The religion of Israel was entirely centered on ritual worship and on the Temple of Israel, the privileged place for this worship. At the same time, the prophets called for conversion of heart, justice and love. Tensions had never been lacking between those in charge of the cult and its laws on the one hand and the prophets on the other. When Jesus appeared, the priests and doctors of the law had imposed themselves on the people, but there were no longer any prophets. The whole of Jesus' teaching will consist in showing that what his Father expects of men is not primarily cultic or ritual observance, but the practice of love, justice and mercy, in the image of his Father's attitude towards us.
That is why the Evangelist Luke includes this scene in the introduction to his Gospel (chapters 1 and 2), which we have been meditating on throughout the Christmas season. Jesus does come to the Temple with his mother and father, to fulfil a precept of the law. But it is not the priests and doctors of the Law with whom the encounter that symbolizes God's encounter with humanity takes place. They are two of Yahweh's poor. Simeon did not belong to the priestly caste. He was simply a ‘just and religious man who awaited the Consolation of Israel’. Anna was a widow who had spent her whole life in the Temple praising God. Both of them had poor hearts and were able to see God, recognizing the presence of God's messenger in the child presented that day in the Temple.
This first visit of Jesus to the Temple, and the other at the age of 12, also mentioned by Luke, during which Jesus asserts his authority, will be followed by several other visits to the Temple during his public life. These were always encounters between Jesus and the people, as well as confrontations with the agents of worship and the Law.
All these ‘visits’ by Jesus underline the radical change he brought about in the meaning of worship. Since Jesus, what is at the heart of Religion is no longer worship with all its annual, weekly and daily liturgical celebrations. What is at the heart of our religion is the living practice of the Gospel in every aspect of our daily lives: in our private, family and community lives, as well as in our work and the exercise of our civic and ecclesial responsibilities. This is where God is waiting for us and where he meets us constantly. The liturgy is the place where we continually express collectively our faith in this message of Jesus, and where we are continually transformed into an ecclesial community -- the community of those who have put their faith in Jesus of Nazareth.

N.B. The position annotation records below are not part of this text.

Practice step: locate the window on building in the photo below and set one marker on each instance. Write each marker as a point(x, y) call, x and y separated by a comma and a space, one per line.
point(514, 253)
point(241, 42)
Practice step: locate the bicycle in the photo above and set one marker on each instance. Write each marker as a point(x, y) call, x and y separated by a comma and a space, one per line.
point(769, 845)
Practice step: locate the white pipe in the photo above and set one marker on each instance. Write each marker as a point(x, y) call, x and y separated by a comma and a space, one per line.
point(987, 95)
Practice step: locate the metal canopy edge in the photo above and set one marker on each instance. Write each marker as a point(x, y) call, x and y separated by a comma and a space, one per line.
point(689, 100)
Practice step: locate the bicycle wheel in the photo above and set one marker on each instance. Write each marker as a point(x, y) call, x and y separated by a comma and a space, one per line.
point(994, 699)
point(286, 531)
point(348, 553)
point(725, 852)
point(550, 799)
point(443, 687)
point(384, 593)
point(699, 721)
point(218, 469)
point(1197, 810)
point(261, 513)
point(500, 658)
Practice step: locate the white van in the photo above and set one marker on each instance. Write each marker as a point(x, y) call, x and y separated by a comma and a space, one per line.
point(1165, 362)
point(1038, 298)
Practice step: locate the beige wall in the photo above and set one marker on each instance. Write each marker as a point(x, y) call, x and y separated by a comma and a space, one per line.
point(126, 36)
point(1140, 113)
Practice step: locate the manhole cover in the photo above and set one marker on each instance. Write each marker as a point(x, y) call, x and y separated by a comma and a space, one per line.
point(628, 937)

We are always tempted to revert to an Old Testament mentality which leads us to think that we are good Christians if we attend Sunday Mass and observe the principal precepts of the Church, or that we are good monks if we faithfully observe all our liturgical and other rules. In reality, observing the Sunday Eucharist and all these rules is important, but as a symbolic and sacramental expression of our willingness to let the Gospel transform every moment and every corner of our daily lives. It is then, and only then, that every moment of this faithful observance becomes a moment of Encounter with God.